Practice is a tech company, but our value isn’t rooted in tech. If Practice users are spending more time in our app than at their craft table, we’ve failed. Our whole premise is built on the very human act of creative making, and the importance of the human emotions and experiences that our innate creativity can lead us to.
When we first started talking about Practice, Erica found this quote on the internet, and while the attribution may be a Tumblr tween, it speaks to something fundamental about what we’re trying to do.
People with hobbies are constantly nudged to optimize them. You knit? You should sell patterns. You paint? Have you shown in a gallery? You build miniatures? Do you have an Etsy shop?
There’s something about this thought process that echoes these CEO letters to me—the idea that our worth is directly tied to our output, and how much we’ve optimized it to build value.
Reflected against these letters, Practice is the antidote to AI-fueled output obsession. What we ask our users to bring is their humanity, and not much else. There’s nothing to optimize, unless you want to get better at your craft, in which case we can connect you with an expert, or guide you in new techniques. Practicing a creative hobby is an intrinsically human activity. The work is the point.

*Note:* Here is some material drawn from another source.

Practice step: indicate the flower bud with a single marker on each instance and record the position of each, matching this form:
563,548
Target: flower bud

I love the Gundam models I build, but once I finish one, I put it on a shelf. They are fun to revisit, but the real benefit of each tiny robot was the peaceful hours I spent putting it together, painting it, and getting every detail right. Imagine an AI that could build Gundam models at 10x the speed that I could: It wouldn’t need to schedule around taking kids to Softball practice, wouldn’t need to sleep, and I’m sure it could build some great models. If I was in the business of selling models, the AI would be an existential threat to me—but the whole point is the building; slow, careful, and full of enjoyment.

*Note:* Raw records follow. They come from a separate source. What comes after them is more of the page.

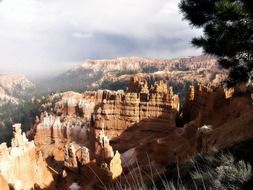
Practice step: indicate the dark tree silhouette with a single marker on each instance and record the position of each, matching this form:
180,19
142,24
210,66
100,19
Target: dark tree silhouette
227,33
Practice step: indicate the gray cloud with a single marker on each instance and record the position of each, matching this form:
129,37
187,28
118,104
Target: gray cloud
48,36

Practice is a space that is designed to help anyone looking for some peace in all the chaos find the hobby, the time, and the support that they need to find the same joy that Erica and I have come to recognize. Practice will always be centered on the delightfully human habit of making something, just for the sake of making it. When other CEOs start writing, we want to be a haven from the feeling of being optimized away, losing a hopeless battle against AIs and the bottom line. We exist because you are a human and we believe that creative making is essential self care—especially today.